Aujourd'hui, nous sommes face à une urgence. Nous devons respecter le cycle électoral tous les cinq ans. Je pense qu'on ne pourra pas faire toutes les réformes dans le peu de temps qui reste. On peut déjà commencer avec les réformes proposées où il y a plus de membres de la société civile qui sont intégrés. Il faudrait qu’on puisse insister sur la sélection des membres qui vont faire partie de cette CENI. Qu’il puisse y avoir plus de femme, plus de jeune et plus de personnes intègres. Dans ce pays on sait comment trouver des personnes intègres, il suffit de faire appel à des experts et d’autres acteurs de la société civile qui ont des connaissances sur les questions électorales et les sélectionner de manière objective.  A ce moment-là on aura des élections libres, inclusives et transparentes.

 Il était prévu que le 21 juin prochain, la Belgique puisse rendre à la famille de Lumumba, les reliques du héros national congolais.  Suite à la troisième vague du Covid 19 en RDC, la cérémonie a été postposée. Dans l’ensemble, que pensez-vous de ce geste du royaume de Belgique vis à vis du retour du premier premier ministre congolais ?

Nous saluons le  retour de la relique de notre héros national, Patrice Emery Lumumba. C'est un symbole fort que nous envoyons aux futures générations. Même si vous vous battez pour  la nation, pour les droits humains, pour le développement des peuples et qu’on ne vous donne pas la reconnaissance qu'il faut de votre vivant, ce sont vos enfants, ce sont les futures générations qui verront cette reconnaissance. J'apprécie beaucoup ce symbole parce que les jeunes générations sauront que tous leaders qui s'engagent dans une lutte, n'est pas forcément obliger de voir les résultats ou la gloire de sa lutte de son vivant. Donc c'est un appel à l'engagement de tous Congolais,  de toutes Congolaises pour son pays.
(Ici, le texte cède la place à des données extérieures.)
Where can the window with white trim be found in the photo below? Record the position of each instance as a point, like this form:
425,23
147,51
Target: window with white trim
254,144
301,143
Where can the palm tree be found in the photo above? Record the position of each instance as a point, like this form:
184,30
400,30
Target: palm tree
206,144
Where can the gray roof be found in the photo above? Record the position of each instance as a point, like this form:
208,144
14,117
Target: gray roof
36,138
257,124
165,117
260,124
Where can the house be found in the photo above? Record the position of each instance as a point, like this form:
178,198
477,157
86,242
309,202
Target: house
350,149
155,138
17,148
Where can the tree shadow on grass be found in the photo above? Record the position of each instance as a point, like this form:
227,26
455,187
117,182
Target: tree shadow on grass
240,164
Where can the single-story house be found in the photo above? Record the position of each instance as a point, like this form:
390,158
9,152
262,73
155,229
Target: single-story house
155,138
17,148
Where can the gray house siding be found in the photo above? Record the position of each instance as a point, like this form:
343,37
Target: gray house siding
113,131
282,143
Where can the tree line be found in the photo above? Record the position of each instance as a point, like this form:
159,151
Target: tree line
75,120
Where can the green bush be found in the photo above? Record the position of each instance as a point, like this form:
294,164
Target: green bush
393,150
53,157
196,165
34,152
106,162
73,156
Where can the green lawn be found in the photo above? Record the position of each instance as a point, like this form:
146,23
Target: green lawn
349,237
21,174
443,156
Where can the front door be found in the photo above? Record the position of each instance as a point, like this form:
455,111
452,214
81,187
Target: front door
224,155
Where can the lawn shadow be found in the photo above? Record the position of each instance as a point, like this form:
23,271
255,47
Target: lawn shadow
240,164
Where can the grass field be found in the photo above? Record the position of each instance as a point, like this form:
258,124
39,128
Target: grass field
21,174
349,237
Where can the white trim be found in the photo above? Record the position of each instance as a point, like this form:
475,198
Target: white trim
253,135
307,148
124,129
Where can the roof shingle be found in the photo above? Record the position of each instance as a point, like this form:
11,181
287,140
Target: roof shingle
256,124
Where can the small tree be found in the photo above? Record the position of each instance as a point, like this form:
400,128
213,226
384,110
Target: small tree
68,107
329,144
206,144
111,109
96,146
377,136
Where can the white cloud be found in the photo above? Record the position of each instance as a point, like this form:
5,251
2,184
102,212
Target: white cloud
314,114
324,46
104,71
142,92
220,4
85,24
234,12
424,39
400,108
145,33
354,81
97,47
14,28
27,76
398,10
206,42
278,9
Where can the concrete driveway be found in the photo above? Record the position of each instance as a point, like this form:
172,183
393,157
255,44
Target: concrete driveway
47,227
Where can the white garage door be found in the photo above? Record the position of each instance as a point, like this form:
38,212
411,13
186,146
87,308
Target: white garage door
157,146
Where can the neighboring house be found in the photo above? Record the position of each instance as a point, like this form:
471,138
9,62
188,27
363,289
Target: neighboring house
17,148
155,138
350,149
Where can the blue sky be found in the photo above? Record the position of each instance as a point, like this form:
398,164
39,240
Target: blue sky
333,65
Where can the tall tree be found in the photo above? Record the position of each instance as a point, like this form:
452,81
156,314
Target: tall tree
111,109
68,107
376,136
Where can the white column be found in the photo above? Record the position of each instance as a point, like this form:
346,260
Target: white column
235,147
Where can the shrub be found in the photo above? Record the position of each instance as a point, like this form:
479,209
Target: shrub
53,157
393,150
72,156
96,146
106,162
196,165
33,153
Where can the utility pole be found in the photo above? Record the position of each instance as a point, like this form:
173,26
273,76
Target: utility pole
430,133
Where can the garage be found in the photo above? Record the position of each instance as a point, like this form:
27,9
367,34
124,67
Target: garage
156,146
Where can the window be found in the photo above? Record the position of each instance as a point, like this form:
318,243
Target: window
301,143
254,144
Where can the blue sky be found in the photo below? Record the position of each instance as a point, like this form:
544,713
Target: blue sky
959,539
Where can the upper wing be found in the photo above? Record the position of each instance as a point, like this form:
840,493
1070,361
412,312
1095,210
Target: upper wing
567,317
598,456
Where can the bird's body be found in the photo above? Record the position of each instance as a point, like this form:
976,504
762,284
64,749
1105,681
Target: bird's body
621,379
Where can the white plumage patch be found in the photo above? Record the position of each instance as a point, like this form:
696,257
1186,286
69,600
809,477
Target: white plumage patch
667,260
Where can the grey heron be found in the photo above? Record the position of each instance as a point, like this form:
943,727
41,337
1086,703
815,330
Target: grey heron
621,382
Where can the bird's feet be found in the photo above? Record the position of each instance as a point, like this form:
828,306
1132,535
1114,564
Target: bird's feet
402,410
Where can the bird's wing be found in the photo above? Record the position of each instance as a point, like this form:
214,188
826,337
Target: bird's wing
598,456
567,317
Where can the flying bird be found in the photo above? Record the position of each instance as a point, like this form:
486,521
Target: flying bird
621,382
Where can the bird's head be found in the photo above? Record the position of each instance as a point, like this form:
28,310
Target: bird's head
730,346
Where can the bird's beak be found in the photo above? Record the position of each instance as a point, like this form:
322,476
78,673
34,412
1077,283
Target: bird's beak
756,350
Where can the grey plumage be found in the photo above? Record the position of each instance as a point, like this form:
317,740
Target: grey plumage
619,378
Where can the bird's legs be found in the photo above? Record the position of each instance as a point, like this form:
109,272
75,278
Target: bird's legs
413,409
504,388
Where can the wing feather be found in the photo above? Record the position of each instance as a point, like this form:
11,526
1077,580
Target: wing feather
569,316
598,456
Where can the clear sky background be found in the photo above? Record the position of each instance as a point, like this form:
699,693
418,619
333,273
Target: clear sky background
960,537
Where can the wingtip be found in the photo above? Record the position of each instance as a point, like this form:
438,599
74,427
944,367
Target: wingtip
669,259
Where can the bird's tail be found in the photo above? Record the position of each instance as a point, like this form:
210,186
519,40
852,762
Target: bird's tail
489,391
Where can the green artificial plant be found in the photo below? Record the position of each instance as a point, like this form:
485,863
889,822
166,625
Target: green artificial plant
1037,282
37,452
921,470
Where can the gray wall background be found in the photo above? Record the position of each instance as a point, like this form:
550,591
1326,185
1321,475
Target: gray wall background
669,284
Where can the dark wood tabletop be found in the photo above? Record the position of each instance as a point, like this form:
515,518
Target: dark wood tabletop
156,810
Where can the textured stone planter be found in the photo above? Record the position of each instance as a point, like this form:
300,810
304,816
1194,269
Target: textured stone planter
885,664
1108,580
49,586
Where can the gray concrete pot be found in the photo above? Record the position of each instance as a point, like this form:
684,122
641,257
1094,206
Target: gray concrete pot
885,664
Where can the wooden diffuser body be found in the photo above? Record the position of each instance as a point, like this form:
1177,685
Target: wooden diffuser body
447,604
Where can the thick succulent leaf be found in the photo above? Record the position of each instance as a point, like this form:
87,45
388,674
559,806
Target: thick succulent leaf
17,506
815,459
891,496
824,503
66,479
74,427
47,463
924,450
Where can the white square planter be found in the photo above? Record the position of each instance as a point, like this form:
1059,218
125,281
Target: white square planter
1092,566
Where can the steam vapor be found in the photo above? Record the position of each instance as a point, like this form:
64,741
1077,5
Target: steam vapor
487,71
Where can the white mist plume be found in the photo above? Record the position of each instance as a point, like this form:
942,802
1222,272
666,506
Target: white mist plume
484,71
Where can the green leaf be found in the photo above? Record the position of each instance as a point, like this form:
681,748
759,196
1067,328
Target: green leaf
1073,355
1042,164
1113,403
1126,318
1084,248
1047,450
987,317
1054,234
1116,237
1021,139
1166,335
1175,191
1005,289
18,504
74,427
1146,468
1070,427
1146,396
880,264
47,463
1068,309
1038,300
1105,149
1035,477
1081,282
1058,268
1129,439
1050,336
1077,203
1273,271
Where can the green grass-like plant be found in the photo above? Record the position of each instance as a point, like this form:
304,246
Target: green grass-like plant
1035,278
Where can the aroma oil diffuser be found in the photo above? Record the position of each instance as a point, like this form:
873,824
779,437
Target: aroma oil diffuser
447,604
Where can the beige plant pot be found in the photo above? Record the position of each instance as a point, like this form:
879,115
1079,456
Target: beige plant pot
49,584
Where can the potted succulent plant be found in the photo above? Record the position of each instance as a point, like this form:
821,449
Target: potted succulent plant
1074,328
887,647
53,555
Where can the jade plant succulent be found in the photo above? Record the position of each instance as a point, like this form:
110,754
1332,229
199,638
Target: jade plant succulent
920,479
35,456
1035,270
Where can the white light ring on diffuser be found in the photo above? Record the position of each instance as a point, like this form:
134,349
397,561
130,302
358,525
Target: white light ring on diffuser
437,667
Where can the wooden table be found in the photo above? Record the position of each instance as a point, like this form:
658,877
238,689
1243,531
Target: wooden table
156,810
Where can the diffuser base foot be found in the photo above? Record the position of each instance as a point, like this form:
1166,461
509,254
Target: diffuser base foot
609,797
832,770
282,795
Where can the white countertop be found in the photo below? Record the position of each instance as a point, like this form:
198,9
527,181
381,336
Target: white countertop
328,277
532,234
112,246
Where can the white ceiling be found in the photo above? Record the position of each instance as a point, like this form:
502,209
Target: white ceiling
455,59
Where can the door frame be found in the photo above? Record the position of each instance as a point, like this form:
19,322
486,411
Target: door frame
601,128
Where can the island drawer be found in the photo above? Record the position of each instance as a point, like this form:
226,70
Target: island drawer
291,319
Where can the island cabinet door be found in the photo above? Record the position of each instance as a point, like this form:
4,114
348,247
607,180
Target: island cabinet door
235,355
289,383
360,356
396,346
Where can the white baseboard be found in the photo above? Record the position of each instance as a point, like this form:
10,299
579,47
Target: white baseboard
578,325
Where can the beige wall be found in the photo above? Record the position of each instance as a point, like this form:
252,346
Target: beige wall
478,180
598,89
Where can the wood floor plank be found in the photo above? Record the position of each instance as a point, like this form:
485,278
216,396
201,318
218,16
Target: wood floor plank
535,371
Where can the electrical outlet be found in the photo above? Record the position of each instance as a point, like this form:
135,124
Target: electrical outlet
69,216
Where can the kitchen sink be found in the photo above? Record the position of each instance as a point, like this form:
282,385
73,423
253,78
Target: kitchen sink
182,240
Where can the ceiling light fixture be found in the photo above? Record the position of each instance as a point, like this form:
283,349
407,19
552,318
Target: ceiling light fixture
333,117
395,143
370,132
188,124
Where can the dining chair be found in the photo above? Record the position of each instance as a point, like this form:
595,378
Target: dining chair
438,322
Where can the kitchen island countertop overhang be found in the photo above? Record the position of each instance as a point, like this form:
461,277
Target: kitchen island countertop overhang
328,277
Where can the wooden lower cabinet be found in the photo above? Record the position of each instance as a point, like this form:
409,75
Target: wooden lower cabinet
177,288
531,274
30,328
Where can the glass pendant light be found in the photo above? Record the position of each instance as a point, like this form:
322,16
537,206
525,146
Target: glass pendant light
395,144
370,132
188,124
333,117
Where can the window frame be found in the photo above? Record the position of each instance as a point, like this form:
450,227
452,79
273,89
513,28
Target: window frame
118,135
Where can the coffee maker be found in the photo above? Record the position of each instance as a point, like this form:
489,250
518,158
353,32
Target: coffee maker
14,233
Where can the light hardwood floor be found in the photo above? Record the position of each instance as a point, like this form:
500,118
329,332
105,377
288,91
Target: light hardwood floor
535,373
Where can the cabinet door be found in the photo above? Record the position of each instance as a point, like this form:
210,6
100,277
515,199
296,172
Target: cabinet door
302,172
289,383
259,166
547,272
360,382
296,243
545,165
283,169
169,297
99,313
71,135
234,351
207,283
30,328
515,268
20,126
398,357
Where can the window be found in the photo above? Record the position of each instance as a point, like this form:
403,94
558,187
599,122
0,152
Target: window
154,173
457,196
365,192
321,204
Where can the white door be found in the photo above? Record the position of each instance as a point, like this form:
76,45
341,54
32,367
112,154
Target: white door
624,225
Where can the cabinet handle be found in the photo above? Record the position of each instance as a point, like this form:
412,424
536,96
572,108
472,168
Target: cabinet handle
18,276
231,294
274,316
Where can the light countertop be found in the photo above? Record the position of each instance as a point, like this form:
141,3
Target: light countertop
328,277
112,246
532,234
Cette semaine a également été marquée par une image qui a fait le tour du monde, celle d’un homme giflant le président français  Emmanuel Macron alors qu’il était en déplacement dans la Drôme. Quel regard portez-vous sur ce fait ?

Je condamne cette agression physique contre le président français et je demande à toute la population, à tous les citoyens du monde de pouvoir avoir un regard  bienveillant face aux autorités. Si  les citoyens ont  des avis contraires, il y a plusieurs canaux qui peuvent être  utilisés pour  exprimer le mécontentement face à une gouvernance sans forcément passer par une agression physique.